Tuesday 24 October 2017

Nostalgia shot a welcome antidote to all the poison

Tommy Conlon

It was the moment of the season so far, if only because moments like it were never more badly needed.

Thierry Henry's goal against Leeds United last Monday night was pure sporting romance; the kind that had newspapers talking of fairytales and the man himself talking of dreams.

It's the kind of moment that professional sport, with its cold heart, rarely permits. An ageing legend, and his legion of fans, seldom get to turn back the clock to the good old days. It doesn't work like that, and they all knew it. But it happened anyway and when it did it was beautiful.

Henry left Arsenal FC in the summer of 2007. In his eight seasons there he clocked up 226 goals in 370 appearances to become top scorer in the club's history. At the age of 34, he was seeing out the final phase of his career in America with an outfit called the New York Red Bulls. Their season ended in October. In November, he came to London and fetched up at his old club to do some maintenance work on his fitness. Or maybe he knew that Arsene Wenger, his old manager and mentor, isn't exactly spoiled with attacking riches these days. Nine days ago, Wenger registered Henry as an Arsenal player again and the player will remain on loan until the end of February at the latest.

When Wenger sprung him from the bench in the 68th minute on Monday night, he hadn't played a competitive match in nine weeks. Ten minutes later, he made a run and the rest was vintage: one touch to stun the through ball from Alex Song and a second to bend it low around the 'keeper. It was the only goal of this FA Cup third-round tie. A tidal wave of emotion broke around the Emirates Stadium. Henry hardly knew how to react. He used to do cool in his goal celebrations. This time he looked overwhelmed. So he just took off running and ended up cantering down the touchline and into an embrace with Wenger.

Some 60,000 supporters were in the arena. Of all the memories he has given them, this one might top the lot. Because the moment was past and present rolled into one; it was all their yesterdays but it was happening in front of them; it was an act of living, breathing nostalgia. It was newly-minted but everything about it was familiar: the stealth run into his favoured left channel; the adroit touch that took the pace off the ball and set up the shot; the precisely-measured finish. It was Henry at his minimalist, elegant best.

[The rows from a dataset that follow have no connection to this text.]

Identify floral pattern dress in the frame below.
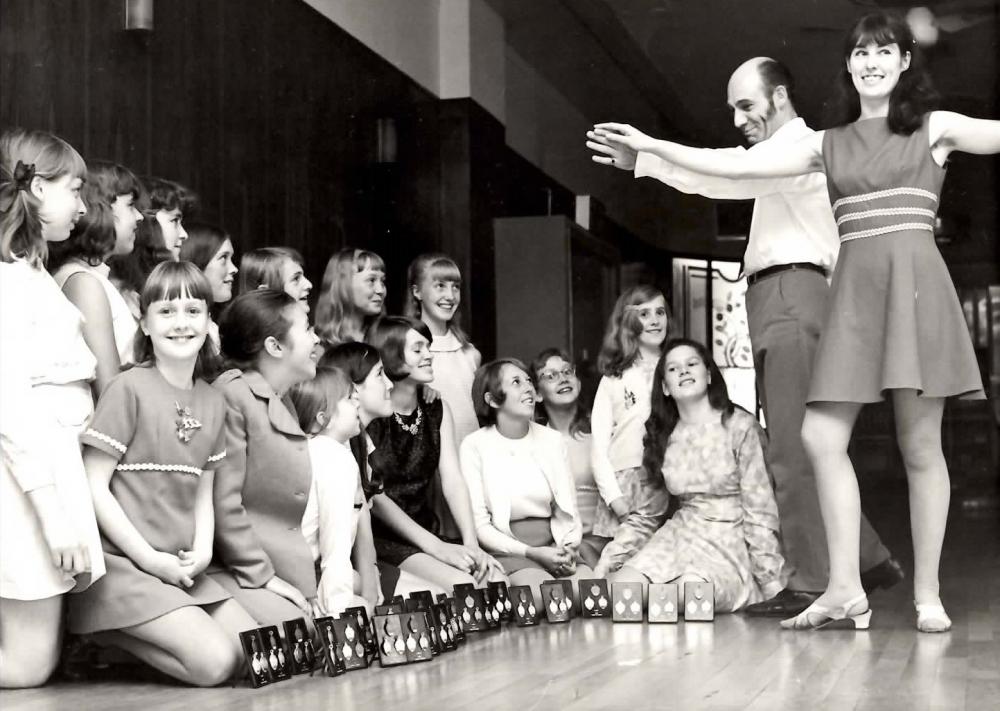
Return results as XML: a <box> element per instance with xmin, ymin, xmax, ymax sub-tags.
<box><xmin>605</xmin><ymin>408</ymin><xmax>784</xmax><ymax>612</ymax></box>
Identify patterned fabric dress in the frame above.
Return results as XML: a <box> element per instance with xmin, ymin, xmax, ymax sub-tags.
<box><xmin>605</xmin><ymin>408</ymin><xmax>784</xmax><ymax>612</ymax></box>
<box><xmin>368</xmin><ymin>398</ymin><xmax>444</xmax><ymax>565</ymax></box>
<box><xmin>70</xmin><ymin>365</ymin><xmax>230</xmax><ymax>634</ymax></box>
<box><xmin>809</xmin><ymin>116</ymin><xmax>985</xmax><ymax>402</ymax></box>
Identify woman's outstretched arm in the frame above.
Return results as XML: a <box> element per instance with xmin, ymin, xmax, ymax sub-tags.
<box><xmin>587</xmin><ymin>123</ymin><xmax>823</xmax><ymax>180</ymax></box>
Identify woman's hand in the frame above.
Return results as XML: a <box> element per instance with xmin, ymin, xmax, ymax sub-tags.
<box><xmin>177</xmin><ymin>550</ymin><xmax>212</xmax><ymax>578</ymax></box>
<box><xmin>526</xmin><ymin>546</ymin><xmax>576</xmax><ymax>577</ymax></box>
<box><xmin>427</xmin><ymin>540</ymin><xmax>476</xmax><ymax>575</ymax></box>
<box><xmin>264</xmin><ymin>575</ymin><xmax>312</xmax><ymax>615</ymax></box>
<box><xmin>593</xmin><ymin>123</ymin><xmax>654</xmax><ymax>153</ymax></box>
<box><xmin>139</xmin><ymin>550</ymin><xmax>194</xmax><ymax>588</ymax></box>
<box><xmin>29</xmin><ymin>486</ymin><xmax>90</xmax><ymax>575</ymax></box>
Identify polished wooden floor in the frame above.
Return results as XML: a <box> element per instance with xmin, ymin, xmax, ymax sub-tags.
<box><xmin>0</xmin><ymin>490</ymin><xmax>1000</xmax><ymax>711</ymax></box>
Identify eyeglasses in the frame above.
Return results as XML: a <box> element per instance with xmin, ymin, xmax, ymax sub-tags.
<box><xmin>538</xmin><ymin>365</ymin><xmax>576</xmax><ymax>383</ymax></box>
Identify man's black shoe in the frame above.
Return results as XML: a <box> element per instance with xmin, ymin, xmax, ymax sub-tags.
<box><xmin>743</xmin><ymin>588</ymin><xmax>819</xmax><ymax>617</ymax></box>
<box><xmin>861</xmin><ymin>556</ymin><xmax>906</xmax><ymax>595</ymax></box>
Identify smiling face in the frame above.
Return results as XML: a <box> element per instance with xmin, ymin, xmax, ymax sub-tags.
<box><xmin>632</xmin><ymin>295</ymin><xmax>669</xmax><ymax>348</ymax></box>
<box><xmin>111</xmin><ymin>193</ymin><xmax>143</xmax><ymax>254</ymax></box>
<box><xmin>497</xmin><ymin>363</ymin><xmax>535</xmax><ymax>420</ymax></box>
<box><xmin>281</xmin><ymin>306</ymin><xmax>319</xmax><ymax>383</ymax></box>
<box><xmin>403</xmin><ymin>328</ymin><xmax>434</xmax><ymax>384</ymax></box>
<box><xmin>355</xmin><ymin>360</ymin><xmax>392</xmax><ymax>422</ymax></box>
<box><xmin>847</xmin><ymin>42</ymin><xmax>910</xmax><ymax>100</ymax></box>
<box><xmin>663</xmin><ymin>345</ymin><xmax>712</xmax><ymax>400</ymax></box>
<box><xmin>156</xmin><ymin>208</ymin><xmax>187</xmax><ymax>262</ymax></box>
<box><xmin>205</xmin><ymin>239</ymin><xmax>239</xmax><ymax>304</ymax></box>
<box><xmin>538</xmin><ymin>356</ymin><xmax>580</xmax><ymax>407</ymax></box>
<box><xmin>281</xmin><ymin>259</ymin><xmax>312</xmax><ymax>313</ymax></box>
<box><xmin>413</xmin><ymin>273</ymin><xmax>462</xmax><ymax>325</ymax></box>
<box><xmin>31</xmin><ymin>173</ymin><xmax>87</xmax><ymax>242</ymax></box>
<box><xmin>139</xmin><ymin>292</ymin><xmax>209</xmax><ymax>363</ymax></box>
<box><xmin>351</xmin><ymin>265</ymin><xmax>385</xmax><ymax>316</ymax></box>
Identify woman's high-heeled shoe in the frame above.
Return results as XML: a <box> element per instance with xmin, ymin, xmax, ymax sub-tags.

An hour after the final whistle, he was still in his kit, still a bit dazed by it all. "Scoring a winner for the club I love, I am actually dreaming right now," he said. His friend and former team-mate Martin Keown met him after the game.

"Former favourites," wrote Keown in his newspaper column, "often have dreams in which they are back playing for their beloved club again and it takes a while when you wake up to realise that it was just a dream. Thierry told me he had those dreams, but against Leeds it was actually happening -- he just couldn't quite believe it."

The thing was, we the onlookers could believe it. There was nothing contrived about the emotions on show that night. This was a genuine moment of communal affection between player and supporters, built on a shared history. Which is what following a team is supposed to be about. Supporters cherish a bond like that. But they are hard to find. Players' careers are short and transient. But Henry put down roots at Arsenal; they built him a statue in the end.

So on Monday night there was, of all things, love in the air. And in this season of anger, that's what made that moment in the 78th minute so heartwarming. It was an antidote to all the poison. The day before, a massive security operation had been mounted for the Manchester derby. The Etihad Stadium and its environs had become a police state for the afternoon. The same will happen when Liverpool host Manchester United in the fourth round of the Cup a fortnight from now, and again when the teams clash at Old Trafford in February.

The recent race controversy between the clubs has inflamed supporters on both sides. If Queens Park Rangers win their third-round replay, they will face Chelsea. Tensions have simmered among supporters of these clubs too since John Terry's alleged racist remarks to Anton Ferdinand last October. And it's not as if football supporters, some of them anyway, need much of an excuse these days. By all accounts, the verbal abuse of players and managers has become even more vicious this season. Nothing is too vile to be said. The atmosphere at matches is flecked with hate speech. The traditional tribal rivalries are apparently mutating into a form of football sectarianism.

It seems that all season there has been anger and recrimination hanging in the air. Every controversy, every grievance is being amplified by the vast media industry that is feeding off the game. It has made for an unpleasant and at times ugly climate.

In contrast to all that, Thierry Henry's goal was a wholesome thing, a ray of sunshine, a rare moment of perfect innocence.